Materials: Knitting worsted weight acrylic yarn, about 20 grams, wound into a ball with yarn double, one plastic ring (2.54 cm or larger diameter)
Bubble solution: 0.5 cup good quality dish-washing liquid, 2-3 Tablespoons glycerine or Karo syrup (optional) mixed gently into enough water to make one gallon of solution. For good results, mix a large quantity of solution a day ahead and let stand in cool, dry place.
Equipment: crochet hook size K (optional)

1. Using double strand of yarn throughout, chain 230 (or keep making chain stitches until yarn runs out). The chain may be made using a crochet hook or by “finger crochet”.

2. Using an overhand knot, tie a 3 cm wide loop 1/3 of the way along the chain.

3. Slip the ring onto the longer part of the chain, then tie the ends of the chain together securely with double square knots. Cut off yarn ends, leaving about 1 cm of each end at the knots. (When the bubble maker is submerged in soap solution, the yarn will stretch. If the ends are cut off too short, the knots may come apart.)

4. Tie a loop about 3 cm wide at the position of the knotted ends also.

5. To make bubbles, submerge bubble maker in bubble solution, holding loops together. Once the bubble maker is well saturated, draw it out slowly, keeping loops together. Draw loops apart to create bubble film. Swing bubble maker gently or allow wind to push the film into a bubble. To close bubble and release, bring loops back together. Cool, humid, cloudy days with light winds seem to provide the best outdoor conditions for creating nice bubbles, but you can create spectacular bubble films anywhere.

Safety considerations: Avoid working on sidewalks, playgrounds, etc. because the bubble solution is so slippery that pedestrians may slip and fall. Avoid getting solution in eyes.

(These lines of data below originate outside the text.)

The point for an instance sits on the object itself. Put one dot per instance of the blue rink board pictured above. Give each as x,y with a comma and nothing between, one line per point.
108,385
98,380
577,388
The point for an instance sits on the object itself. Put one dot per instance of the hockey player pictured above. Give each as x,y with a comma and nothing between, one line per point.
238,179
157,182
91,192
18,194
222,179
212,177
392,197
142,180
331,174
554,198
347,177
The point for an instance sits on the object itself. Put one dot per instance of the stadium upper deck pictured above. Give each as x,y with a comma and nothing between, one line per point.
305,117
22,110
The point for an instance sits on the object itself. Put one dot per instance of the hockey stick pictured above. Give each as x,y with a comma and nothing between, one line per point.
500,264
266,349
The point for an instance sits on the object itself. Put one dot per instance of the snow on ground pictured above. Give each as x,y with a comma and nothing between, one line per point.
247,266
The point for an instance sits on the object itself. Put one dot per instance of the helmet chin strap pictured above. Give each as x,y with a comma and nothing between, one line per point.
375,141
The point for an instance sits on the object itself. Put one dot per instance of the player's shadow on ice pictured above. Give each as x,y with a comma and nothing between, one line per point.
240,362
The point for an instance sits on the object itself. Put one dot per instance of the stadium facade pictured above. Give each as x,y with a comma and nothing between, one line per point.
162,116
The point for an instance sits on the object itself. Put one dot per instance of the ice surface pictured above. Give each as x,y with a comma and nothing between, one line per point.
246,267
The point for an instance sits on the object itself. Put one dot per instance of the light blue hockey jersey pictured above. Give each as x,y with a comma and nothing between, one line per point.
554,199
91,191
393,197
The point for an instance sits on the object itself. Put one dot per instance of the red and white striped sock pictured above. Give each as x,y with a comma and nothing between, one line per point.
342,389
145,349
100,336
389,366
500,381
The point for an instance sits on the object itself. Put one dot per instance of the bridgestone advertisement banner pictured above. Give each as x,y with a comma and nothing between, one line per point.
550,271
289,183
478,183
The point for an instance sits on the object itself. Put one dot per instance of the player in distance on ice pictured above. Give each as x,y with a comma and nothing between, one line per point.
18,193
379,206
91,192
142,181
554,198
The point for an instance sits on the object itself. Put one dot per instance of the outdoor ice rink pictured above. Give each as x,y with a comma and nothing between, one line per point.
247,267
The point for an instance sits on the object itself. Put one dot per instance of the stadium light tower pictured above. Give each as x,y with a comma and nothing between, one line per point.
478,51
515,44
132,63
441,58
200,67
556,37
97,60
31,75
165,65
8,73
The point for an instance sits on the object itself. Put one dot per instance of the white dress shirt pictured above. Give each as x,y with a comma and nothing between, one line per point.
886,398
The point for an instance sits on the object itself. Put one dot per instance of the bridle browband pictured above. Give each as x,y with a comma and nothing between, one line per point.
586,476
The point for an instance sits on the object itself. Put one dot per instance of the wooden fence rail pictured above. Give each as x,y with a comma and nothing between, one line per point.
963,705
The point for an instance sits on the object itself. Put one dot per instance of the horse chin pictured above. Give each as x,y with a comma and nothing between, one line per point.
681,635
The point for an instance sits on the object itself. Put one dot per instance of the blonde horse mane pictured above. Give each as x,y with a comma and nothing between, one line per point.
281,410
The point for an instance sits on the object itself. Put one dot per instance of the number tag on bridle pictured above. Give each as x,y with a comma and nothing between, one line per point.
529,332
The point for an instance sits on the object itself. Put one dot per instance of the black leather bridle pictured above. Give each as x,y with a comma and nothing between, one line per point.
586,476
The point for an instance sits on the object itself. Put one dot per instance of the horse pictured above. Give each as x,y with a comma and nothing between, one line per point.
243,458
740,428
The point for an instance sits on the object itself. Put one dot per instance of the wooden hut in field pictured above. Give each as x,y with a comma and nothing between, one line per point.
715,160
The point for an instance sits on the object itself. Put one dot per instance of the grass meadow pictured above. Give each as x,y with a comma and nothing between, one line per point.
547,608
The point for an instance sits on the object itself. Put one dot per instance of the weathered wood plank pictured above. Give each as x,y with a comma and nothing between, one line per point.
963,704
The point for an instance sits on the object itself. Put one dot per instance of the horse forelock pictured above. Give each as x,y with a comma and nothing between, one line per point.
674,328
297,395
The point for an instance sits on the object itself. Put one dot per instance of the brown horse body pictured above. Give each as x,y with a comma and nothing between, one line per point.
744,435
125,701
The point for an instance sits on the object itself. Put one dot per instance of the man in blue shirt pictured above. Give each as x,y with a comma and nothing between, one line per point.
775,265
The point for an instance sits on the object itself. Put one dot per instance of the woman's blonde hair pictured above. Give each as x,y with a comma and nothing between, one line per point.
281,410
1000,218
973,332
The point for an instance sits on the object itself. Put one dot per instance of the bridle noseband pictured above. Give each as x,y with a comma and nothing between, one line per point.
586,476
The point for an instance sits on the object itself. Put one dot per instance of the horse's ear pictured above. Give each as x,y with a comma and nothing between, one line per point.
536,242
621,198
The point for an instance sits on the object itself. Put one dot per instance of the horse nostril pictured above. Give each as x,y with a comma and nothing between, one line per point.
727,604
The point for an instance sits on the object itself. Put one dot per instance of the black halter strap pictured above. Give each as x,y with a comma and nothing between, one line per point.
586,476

Extensions and Investigations:
Experiment with different bubble mixture to make the “strongest” and largest bubbles. Make bubbles using different objects or “by hand”.

Observe bubble colors outdoors and indoors in white light. Make half-sphere bubbles on table tops and looks at them under monochromatic light (light bulb with red, blue, gree, etc. filter). Note the differences in the color bands (from light interference).

Wisconsin Standards:
Science Inquiry
C.4.2…plan investigations
Physical Science
D.4.8…observe light

 The Wave Bottle

Learning Objectives:
Content: Less dense fluids float on top of more dense fluids regardless of the order in which they are poured into a container. Certain fluids do not dissolve one into the other. When mixed together, they will eventually separate again with the less dense fluid floating on top of the more dense one. At the fluid interface waves can move and be seen if fluids are contrasting in color.
Skills: following directions, measuring and estimating, manipulating fluids.
Materials: clear plastic bottles with tightly fitting caps, vegetable oil (mineral oil works better but is more expensive), water, food coloring
Safety Considerations: When using hot water to remove labels, be sure water is not hot enough to scald. Wipe up liquid spills, especially of oil, to avoid slipping and falling.
Suggested procedure:
1. Remove label: Fill bottle with label on it with hot tap water. Wait a short time until glue softens and label can be peeled off. Dump out hot water.
2. Fill bottle halfway with oil. Add cold water already colored with food coloring until bottle is full. Cap tightly!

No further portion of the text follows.